I welcome this debate and appreciate the fact that the Minister comes into this House quite frequently and is willing to speak and listen to us, if not to take our suggestions on board. At least he attends the House and gives us the opportunity to make those suggestions. This debate, which may have been useful a little earlier, is unreal partly because the events being discussed have been decided in principle but also because the reasons the decisions have been made have little to do with those stated by the Government parties.

There were two driving forces in this great aviation debate, none of which have been mentioned in any of the speeches from the Government side. It is all very well to speak about great strategic interests, visionary decisions, long-term key directions and even to straddle the ideological divide between the Progressive Democrats and Fianna Fáil. Good financial and economic arguments have been made on both sides but the two motivating forces in this debate were purely political. Senator Burke touched on it. What decided the so-called "aviation action plan", a piece of PR spinning euphemism which will get into the lexicon of the Irish media if the Government has its way? This great plan was decided by a few handful of seats in north Dublin. That was the motivating force. It is regrettable that such an important decision on infrastructure should be decided by someone who is obsessed with the political consequences in his own backyard. I refer to the Taoiseach. That is acknowledged by those outside the political arena as being the truth of the matter and all other arguments are floss, dressed up as some justification for the decision. The Taoiseach would not have minded whether the second terminal went private, public, DAA, or to the entrepreneurs provided it guaranteed seats.

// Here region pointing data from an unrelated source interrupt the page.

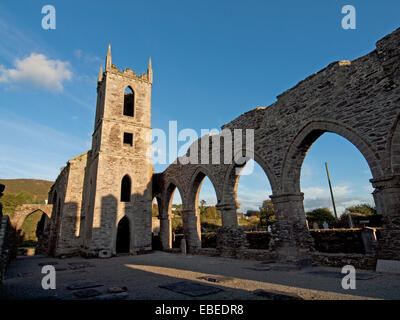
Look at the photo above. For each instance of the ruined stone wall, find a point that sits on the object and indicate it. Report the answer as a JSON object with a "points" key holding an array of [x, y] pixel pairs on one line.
{"points": [[56, 198], [359, 100], [69, 241], [111, 159], [8, 244]]}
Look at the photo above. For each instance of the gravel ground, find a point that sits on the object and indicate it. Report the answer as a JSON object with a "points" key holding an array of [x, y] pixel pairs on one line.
{"points": [[143, 274]]}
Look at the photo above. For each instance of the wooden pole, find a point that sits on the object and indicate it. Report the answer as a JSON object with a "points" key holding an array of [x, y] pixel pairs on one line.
{"points": [[330, 188]]}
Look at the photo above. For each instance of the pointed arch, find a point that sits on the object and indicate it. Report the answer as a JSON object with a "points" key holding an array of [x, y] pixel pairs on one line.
{"points": [[232, 175], [126, 186], [195, 185], [290, 180]]}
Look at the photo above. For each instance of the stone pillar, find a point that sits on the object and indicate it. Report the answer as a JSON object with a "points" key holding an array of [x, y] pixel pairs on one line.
{"points": [[292, 239], [191, 229], [229, 215], [387, 200], [166, 232]]}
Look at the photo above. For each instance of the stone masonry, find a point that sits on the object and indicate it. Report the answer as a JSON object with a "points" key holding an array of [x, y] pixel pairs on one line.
{"points": [[358, 100]]}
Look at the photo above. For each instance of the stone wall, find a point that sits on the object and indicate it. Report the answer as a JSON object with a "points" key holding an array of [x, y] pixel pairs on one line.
{"points": [[339, 260], [8, 244], [358, 100], [338, 240]]}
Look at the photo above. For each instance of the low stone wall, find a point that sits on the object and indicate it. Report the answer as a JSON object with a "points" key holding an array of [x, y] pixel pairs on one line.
{"points": [[258, 240], [339, 260], [338, 240], [8, 244]]}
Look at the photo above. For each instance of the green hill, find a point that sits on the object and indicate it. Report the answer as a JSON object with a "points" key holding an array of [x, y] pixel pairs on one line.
{"points": [[22, 191]]}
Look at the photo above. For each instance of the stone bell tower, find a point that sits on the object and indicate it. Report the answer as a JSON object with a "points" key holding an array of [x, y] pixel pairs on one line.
{"points": [[119, 170]]}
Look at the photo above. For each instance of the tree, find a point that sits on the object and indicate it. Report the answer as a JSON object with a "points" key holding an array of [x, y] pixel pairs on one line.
{"points": [[364, 208], [155, 210], [267, 214], [320, 215], [202, 204]]}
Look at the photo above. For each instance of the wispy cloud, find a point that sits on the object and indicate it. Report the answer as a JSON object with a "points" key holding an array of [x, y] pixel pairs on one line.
{"points": [[34, 150], [39, 70]]}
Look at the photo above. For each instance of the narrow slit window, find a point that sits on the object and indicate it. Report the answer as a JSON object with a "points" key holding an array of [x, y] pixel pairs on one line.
{"points": [[128, 139], [129, 102]]}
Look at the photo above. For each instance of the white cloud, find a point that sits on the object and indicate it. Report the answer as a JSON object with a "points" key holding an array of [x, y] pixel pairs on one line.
{"points": [[38, 70]]}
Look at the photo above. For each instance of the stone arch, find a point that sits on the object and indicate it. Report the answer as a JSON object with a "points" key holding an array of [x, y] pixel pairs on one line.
{"points": [[168, 194], [23, 211], [195, 183], [392, 164], [129, 102], [290, 180]]}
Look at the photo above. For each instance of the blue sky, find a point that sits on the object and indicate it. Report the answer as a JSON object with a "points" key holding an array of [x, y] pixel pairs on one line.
{"points": [[212, 61]]}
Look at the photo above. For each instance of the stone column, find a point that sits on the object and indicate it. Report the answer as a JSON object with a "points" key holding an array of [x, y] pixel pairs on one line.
{"points": [[166, 232], [387, 200], [292, 239], [191, 229], [229, 215]]}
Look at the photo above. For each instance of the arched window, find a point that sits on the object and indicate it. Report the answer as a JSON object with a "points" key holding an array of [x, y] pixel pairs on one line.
{"points": [[126, 189], [129, 102]]}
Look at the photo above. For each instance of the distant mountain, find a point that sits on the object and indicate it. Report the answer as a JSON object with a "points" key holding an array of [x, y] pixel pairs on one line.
{"points": [[22, 191]]}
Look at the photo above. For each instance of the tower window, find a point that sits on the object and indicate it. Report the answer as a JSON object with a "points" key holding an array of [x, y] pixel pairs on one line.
{"points": [[126, 189], [128, 139], [129, 102]]}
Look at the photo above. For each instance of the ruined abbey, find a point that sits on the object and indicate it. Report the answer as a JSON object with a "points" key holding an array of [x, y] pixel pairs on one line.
{"points": [[101, 203]]}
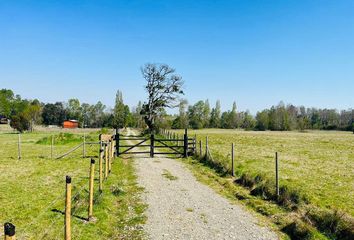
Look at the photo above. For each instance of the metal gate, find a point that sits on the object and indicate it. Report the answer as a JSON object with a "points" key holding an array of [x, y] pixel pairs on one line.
{"points": [[157, 145]]}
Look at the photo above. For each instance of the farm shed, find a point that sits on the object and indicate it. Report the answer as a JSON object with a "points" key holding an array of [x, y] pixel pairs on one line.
{"points": [[3, 120], [70, 124]]}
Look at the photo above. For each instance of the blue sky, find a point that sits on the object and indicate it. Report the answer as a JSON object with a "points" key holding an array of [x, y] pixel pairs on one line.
{"points": [[256, 53]]}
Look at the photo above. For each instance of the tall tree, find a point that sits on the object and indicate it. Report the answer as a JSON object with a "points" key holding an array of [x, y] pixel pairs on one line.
{"points": [[120, 112], [206, 114], [163, 88], [196, 115], [215, 118]]}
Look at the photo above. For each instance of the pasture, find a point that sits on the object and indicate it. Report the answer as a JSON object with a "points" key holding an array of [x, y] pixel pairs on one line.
{"points": [[320, 164], [316, 170], [32, 189]]}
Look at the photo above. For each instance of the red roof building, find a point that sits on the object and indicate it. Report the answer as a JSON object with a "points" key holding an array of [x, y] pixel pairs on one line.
{"points": [[70, 124]]}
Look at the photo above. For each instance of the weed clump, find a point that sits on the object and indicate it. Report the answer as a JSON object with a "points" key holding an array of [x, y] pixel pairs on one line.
{"points": [[298, 230], [333, 223], [117, 190]]}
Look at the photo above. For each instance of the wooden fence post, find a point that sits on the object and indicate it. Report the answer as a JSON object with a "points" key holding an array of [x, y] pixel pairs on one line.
{"points": [[152, 143], [100, 167], [200, 148], [68, 209], [232, 160], [195, 144], [117, 142], [51, 147], [106, 160], [110, 157], [84, 147], [112, 147], [9, 231], [206, 147], [185, 146], [276, 174], [19, 146], [92, 177]]}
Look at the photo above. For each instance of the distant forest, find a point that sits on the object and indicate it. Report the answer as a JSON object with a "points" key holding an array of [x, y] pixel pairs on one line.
{"points": [[24, 114]]}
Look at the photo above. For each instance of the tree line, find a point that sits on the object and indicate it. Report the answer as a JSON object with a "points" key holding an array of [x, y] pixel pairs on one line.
{"points": [[280, 118], [24, 114]]}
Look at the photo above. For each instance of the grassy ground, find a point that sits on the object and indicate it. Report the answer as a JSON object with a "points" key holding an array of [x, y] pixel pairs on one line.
{"points": [[316, 166], [32, 190]]}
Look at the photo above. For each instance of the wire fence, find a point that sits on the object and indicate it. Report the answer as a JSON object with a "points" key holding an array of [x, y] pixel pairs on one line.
{"points": [[48, 221]]}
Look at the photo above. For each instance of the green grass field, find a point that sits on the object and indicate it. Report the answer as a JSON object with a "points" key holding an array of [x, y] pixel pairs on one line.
{"points": [[318, 166], [32, 190], [318, 163]]}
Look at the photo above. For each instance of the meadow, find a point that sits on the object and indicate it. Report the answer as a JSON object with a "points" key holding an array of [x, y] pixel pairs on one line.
{"points": [[316, 170], [32, 189]]}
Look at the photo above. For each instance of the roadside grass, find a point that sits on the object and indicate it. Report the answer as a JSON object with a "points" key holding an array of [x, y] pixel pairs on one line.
{"points": [[168, 175], [32, 191], [316, 175], [268, 213]]}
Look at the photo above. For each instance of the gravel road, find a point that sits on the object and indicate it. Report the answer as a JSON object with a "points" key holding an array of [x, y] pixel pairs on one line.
{"points": [[180, 207]]}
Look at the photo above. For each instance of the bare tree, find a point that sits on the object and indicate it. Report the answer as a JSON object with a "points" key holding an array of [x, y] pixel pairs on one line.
{"points": [[163, 88]]}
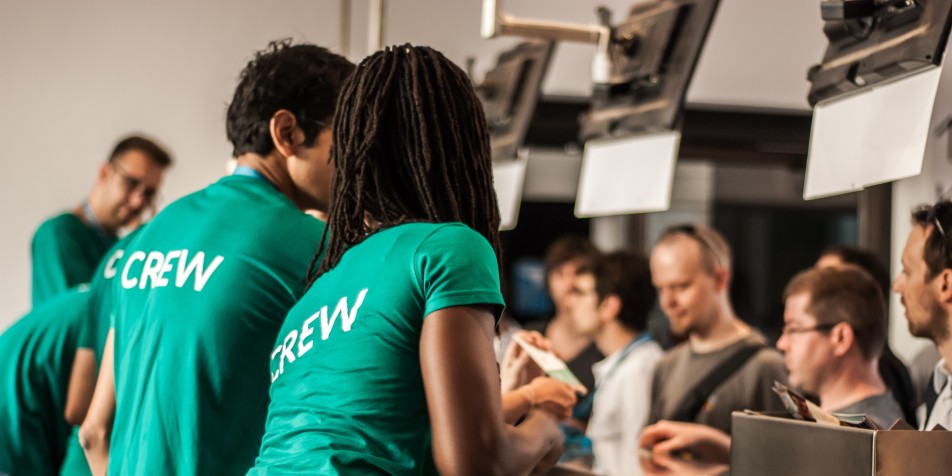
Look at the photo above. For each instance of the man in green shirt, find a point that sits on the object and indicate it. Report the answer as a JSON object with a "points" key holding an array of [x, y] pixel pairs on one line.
{"points": [[204, 288], [66, 248], [36, 354], [90, 342]]}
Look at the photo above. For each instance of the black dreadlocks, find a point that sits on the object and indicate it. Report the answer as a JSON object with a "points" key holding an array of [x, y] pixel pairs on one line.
{"points": [[410, 145]]}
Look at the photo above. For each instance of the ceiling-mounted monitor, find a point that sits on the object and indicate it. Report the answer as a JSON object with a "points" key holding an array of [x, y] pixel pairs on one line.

The other agenda driving this debate, to which the Minister referred unwittingly or otherwise, was the trade unions. The Minister referred, as far as I can recollect, to the trade unions three times regarding the necessity to consult with them on all occasions. The same tributes were not paid nor care taken to consult with business and, most important, little care was taken to consult with those who really matter, namely, the consumers.